Question 5: Negative effects of Water absorption by bricks The compressive strength of bricks is adversely lowered thereby posing as a danger to the inhabitants. Secondly drying up during the construction period may be problematic thereby extending a project period. EXPERIMENT 3: THE STUDY OF COMPOSITION CORROSION CELLS Question 1: Corrosion This is a chemical or electrochemical reaction between a metal and environmentally present elements such as oxygen that leads to deterioration in original physical and mechanical properties.

Prevention or minimization of corrosion can be done by any of the following methods depending on mode of corrosion. i. Applying coatings: These can be paints or coats of from the low reactive series with anti-corrosive properties. Placing a barrier against the main structure prevents direct contact or reaction with the environmental elements thereby protecting them from destruction. ii. Anodization: This is usually done by electrochemical reactions in bath that coat the structure with several nanometres of the low reaction element.
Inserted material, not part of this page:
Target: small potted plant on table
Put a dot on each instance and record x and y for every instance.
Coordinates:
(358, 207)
This film acts like a coating although the mode of application differs from that of paint coatings. iii. Reactive Coatings: Reaction coatings are also known as corrosion inhibitors. These chemicals insulate the structure chemically and electrically rendering it less sensitive to reaction with environmentally available materials. Question 2: Conditions Favouring Corrosion The experimental setup consisted of water with cleaning agent (electrochemical corrosion) and fresh water with oxygen (chemical).

In such circumstances as these, water with cleaning agent catalysed the corrosion process of the metal while conditions with oxygenated water occurred naturally and slowly as compared to its counterpart. Enclosed jar did not allow for corrosion because the vital element required for corrosion i.e. oxygen was eliminated thereby inhibiting this process. Question 3: Electrode Potential The table below shows the reactivity order of selected materials namely aluminium, lead, iron, magnesium, zinc and nickel from the most reactive to the least reactive.

This table is generated based on the electrode potential – it has been established that the greater the negative electrode potential in a given element the higher the chances that corrosion shall occur. Table 3.1: Reactivity series for aluminium, lead, iron, magnesium, zinc and nickel. Metal Electrode Potential (Volts) Magnesium -2.37 Aluminium -1.66 Zinc -0.76 Iron -0.44 Nickel -0.25 Lead -0.13 Question 4: Galvanization Galvanic cells are formed by using a composition of either dissimilar metals or a multiphase of alloys.

In application of two dissimilar metals, the metals in contact such as nickel and gold or zinc and nickel are joined in a single phase. The metal that is higher in terms of reactivity becomes the cathode while the one with lower reactivity becomes the anode. The metal that is exposed to the anodic reactions corrodes thereby coating the cathode – a similar technology is used in construction of batteries. On the other side, multiphase alloying is formed from metal alloys that are found in stainless steel aluminium alloys etc.

Each phase consists of its own alloy that is exposed to anodic reactions in order to coat the subject accordingly (Materials Home, 2014). Cathodic protection is a corrosion protection technique that involves making the susceptible metal surface the cathode while the sacrificial metal is made the anode.